USDA’s quarterly Grain Stocks report will also be released tomorrow. This report is important because it will provide the first checkpoint for usage levels for the 2010 crops. The result of DowJones’ survey of analysts appear above. As expected given the crop estimates above, analysts expect significantly tighter corn stocks and roughly the same level of soybean stocks as were on hand on 1 December 2009.
Our argument last week that cattle prices are still too low relative to corn prices put us in such good stead with our producer readers that we thought we would try to gain the favor of hog producers this week using the same argument. As can be seen in the chart at right, it is not a difficult one to make.
The chart shows the ratio of nearby monthly hog futures to corn futures from 1972 to date. Note that there is one complication of this chart relative to the cattle chart: The change from the original Live Hogs contract to the new Lean Hogs contract priced on a carcass weight basis beginning with the Feb 1997 contract. That change, of course, increased the apparent level of the hog:corn ratio but really just re-defined the critical levels of the number. Where 20:1 was once the critical level for expansion, a ratio of 26.7 would now be required.

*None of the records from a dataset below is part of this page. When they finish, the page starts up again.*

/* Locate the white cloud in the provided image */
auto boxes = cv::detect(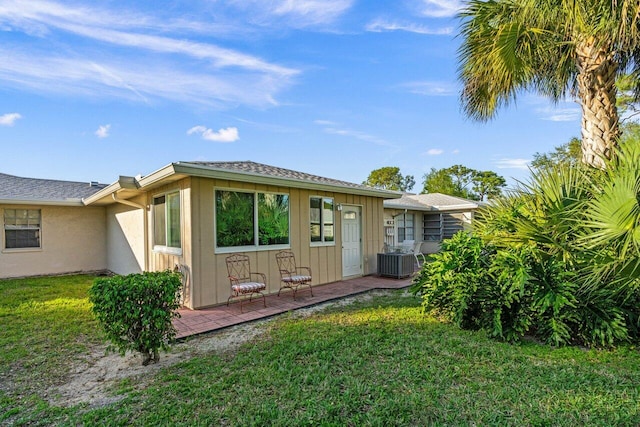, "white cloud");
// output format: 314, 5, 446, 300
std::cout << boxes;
187, 126, 240, 142
401, 81, 458, 96
232, 0, 354, 28
0, 113, 22, 126
94, 125, 111, 138
366, 19, 453, 35
0, 0, 299, 107
495, 158, 530, 170
419, 0, 463, 18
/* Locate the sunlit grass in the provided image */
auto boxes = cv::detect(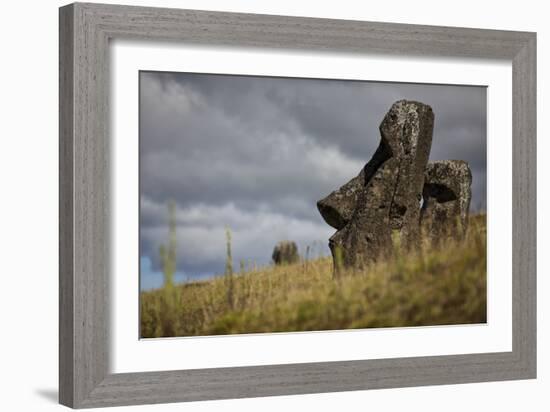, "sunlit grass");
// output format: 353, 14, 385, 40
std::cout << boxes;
140, 215, 487, 337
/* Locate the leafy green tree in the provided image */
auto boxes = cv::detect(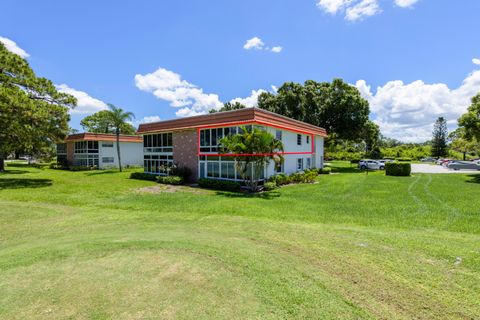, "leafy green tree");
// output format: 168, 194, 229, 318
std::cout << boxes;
210, 102, 246, 113
107, 104, 135, 172
448, 127, 480, 160
258, 79, 370, 141
432, 117, 448, 158
80, 110, 135, 134
220, 127, 283, 192
458, 93, 480, 141
0, 43, 76, 171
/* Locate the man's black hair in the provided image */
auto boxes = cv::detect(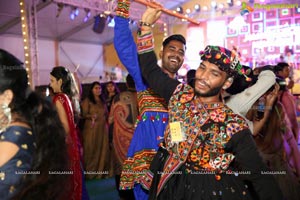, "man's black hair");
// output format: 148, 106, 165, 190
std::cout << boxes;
163, 34, 186, 47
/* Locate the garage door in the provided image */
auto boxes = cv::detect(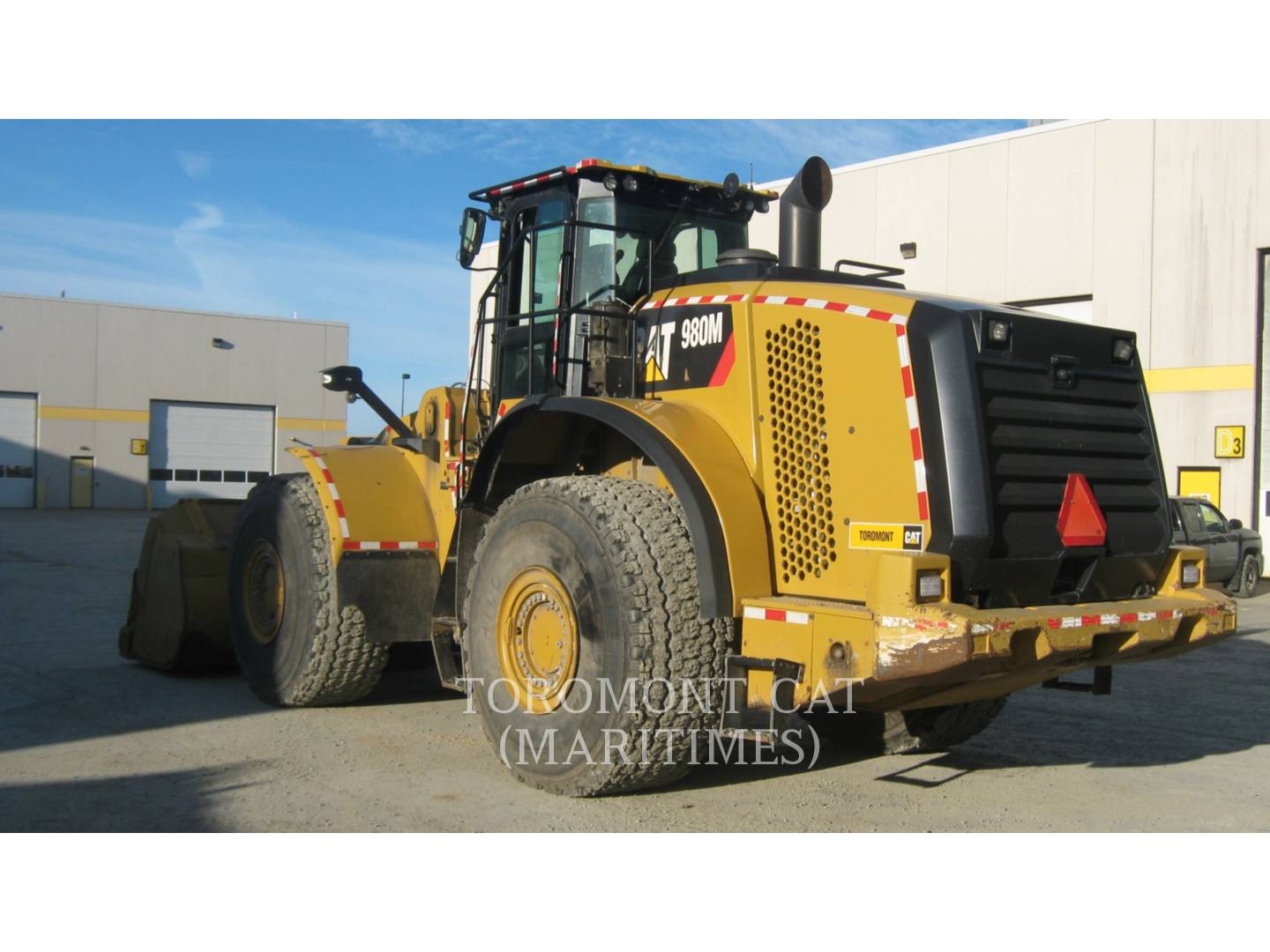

As was the case with the fed cattle:corn ratio, the hog:corn ratio has been very low since 2008 when corn prices originally took off as a) oil prices rose and b) ethanol began using a higher and higher percentage of the U.S. corn crop. Since that time, the hog:corn ration has never been very close to the historical relationship — now 26.7:1 based on carcass pricing — required to entice producers to expand output. In fact, the ratio has hardly touched the OLD required level of 20:1 during that time period. But you might say “Yes, but summer LH futures are trading at $93-plus.” True. But July corn futures closed yesterday at $6.20, meaning that the July hog:corn ratio is still only 15.1:1. If these corn prices persists, look for hog prices to move higher yet in order to bring the industry back into a profit position that begets growth.